Supreme Court, Appellate Division, Second Department, New York.
IN RE: SHAUNDELL M. (Anonymous), Respondent, v. TREVOR C. (Anonymous), Appellant.
Decided: December 05, 2018
WILLIAM F. MASTRO, J.P., SHERI S. ROMAN, JEFFREY A. COHEN, FRANCESCA E. CONNOLLY, JJ.
Alan S. Cabelly, Jamaica, NY, for appellant. Helen Pundurs Bua, Jamaica, NY, attorney for the child.
DECISION & ORDER
In a proceeding pursuant to Family Court Act article 5, Trevor C. appeals from (1) an order of the Family Court, Queens County (Mildred T. Negron, J.), dated January 25, 2018, (2) findings of fact of the same court (Serena Rosario, S.M.), dated February 1, 2018, and (3) an order of filiation of that court, also dated February 1, 2018. The first order, after a hearing on the issue of equitable estoppel, denied Trevor C.'s application for DNA genetic marker testing. The order of filiation adjudicated Trevor C. to be the father of the subject child.
ORDERED that the appeal from the findings of fact dated February 1, 2018, is dismissed, without costs or disbursements; and it is further,
ORDERED that the notices of appeal from the order dated January 25, 2018, and the order of filiation are deemed to be applications for leave to appeal from those orders, and leave to appeal is granted (see Family Ct Act § 1112[a] ); and it is further,
ORDERED that the order dated January 25, 2018, and the order of filiation are affirmed, without costs or disbursements.

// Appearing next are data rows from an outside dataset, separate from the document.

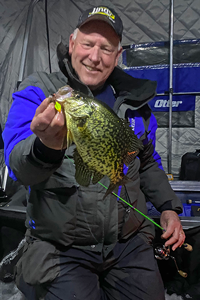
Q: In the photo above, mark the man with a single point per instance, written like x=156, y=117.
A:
x=78, y=245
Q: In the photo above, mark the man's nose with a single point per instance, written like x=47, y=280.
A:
x=95, y=54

In August 2017, the petitioner mother commenced this paternity/support proceeding pursuant to Family Court Act article 5, inter alia, to adjudicate Trevor C., the appellant, to be the father of the subject child, who was born in 2005. No father was named on the birth certificate and the mother was never married. The appellant denied paternity and made an application for DNA genetic marker testing.

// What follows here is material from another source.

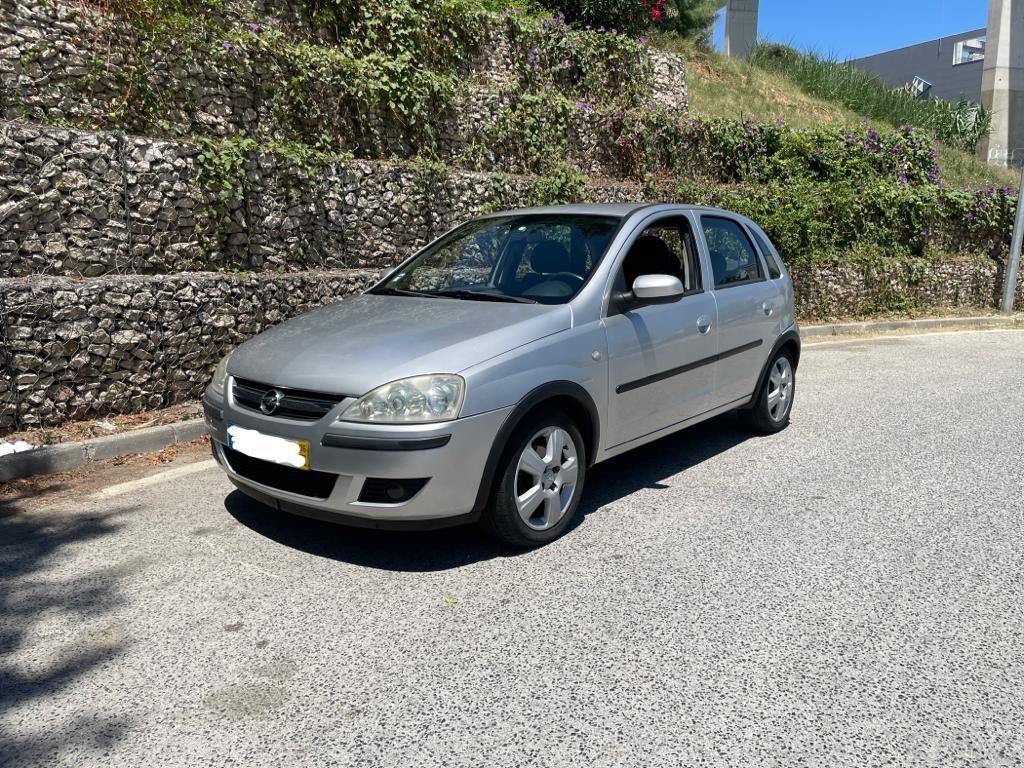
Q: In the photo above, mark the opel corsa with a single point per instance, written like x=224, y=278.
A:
x=483, y=378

On January 25, 2018, the Family Court conducted a hearing to determine if equitable estoppel should preclude the DNA genetic marker testing. Both parties were represented by counsel and the attorney for the child was present. At the time of the hearing, the child was 12 years old.

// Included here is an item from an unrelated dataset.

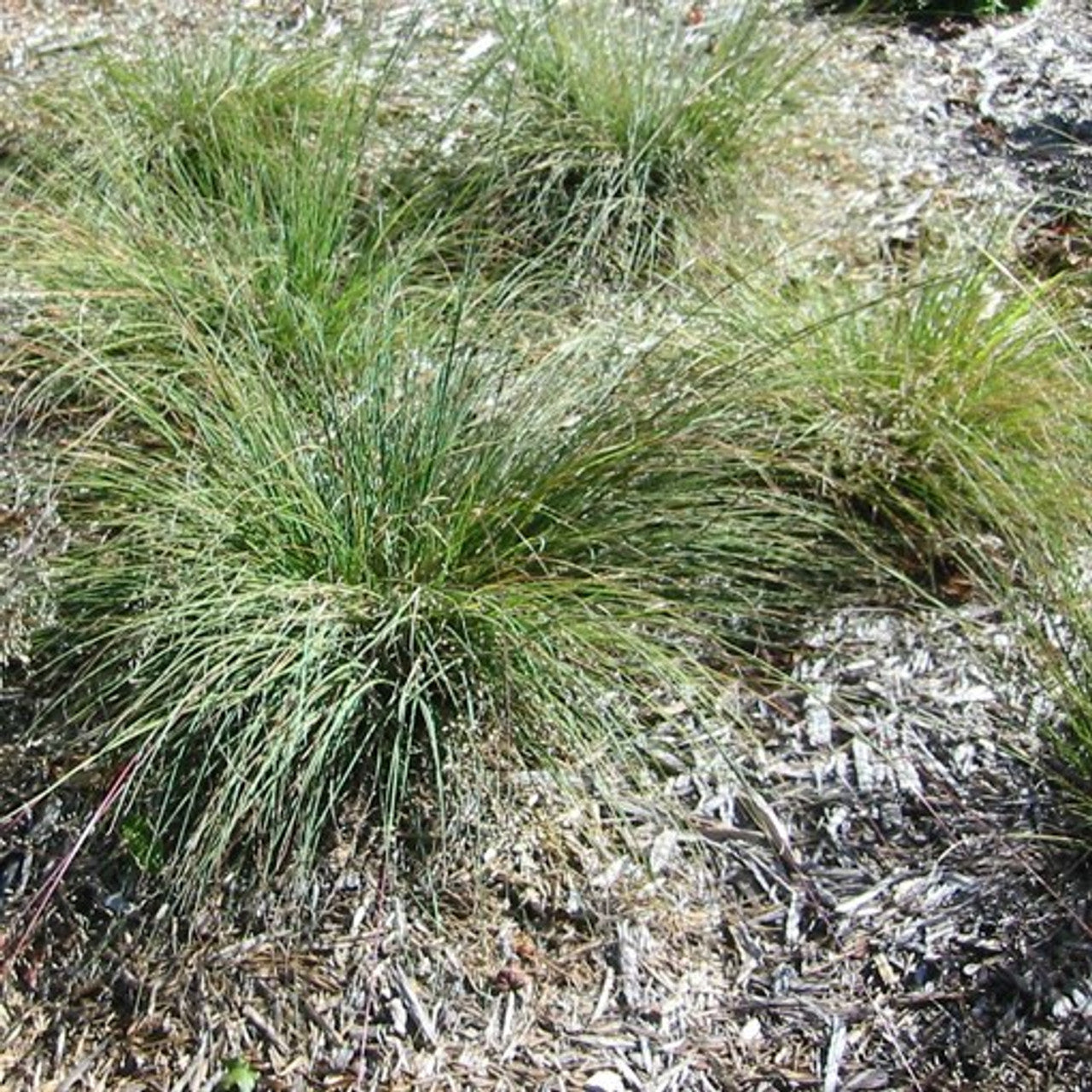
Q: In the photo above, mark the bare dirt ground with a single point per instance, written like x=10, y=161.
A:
x=874, y=897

While the testimony of the parties and the child showed the contact between the appellant and the child to be somewhat minimal, the credible testimony demonstrated that the child considered the appellant to be her father and that the appellant held himself out to be the child's father. The mother testified to an exclusive sexual relationship with the appellant during the relevant period. The child was interviewed by the court in camera, wherein testimony was elicited that the child wants a relationship with the appellant, whom the child considered to be her father and whom she called “dad.” The child referred to the appellant's older children as her sister and brother and indicated that she had a personal relationship with them. Based on the credible testimony adduced at the hearing, the best interests of the child support the Family Court's application of the doctrine of equitable estoppel in determining that the appellant was the father of the child, and in denying his application for a DNA genetic marker test (see Family Ct Act § 532[a]; Matter of Wanda M. v. Lawrence T., 80 A.D.3d 765, 915 N.Y.S.2d 610; Matter of Smythe v. Worley, 72 A.D.3d 977, 899 N.Y.S.2d 365; Matter of Glenda G. v. Mariano M., 62 A.D.3d 536, 880 N.Y.S.2d 18).
MASTRO, J.P., ROMAN, COHEN and CONNOLLY, JJ., concur.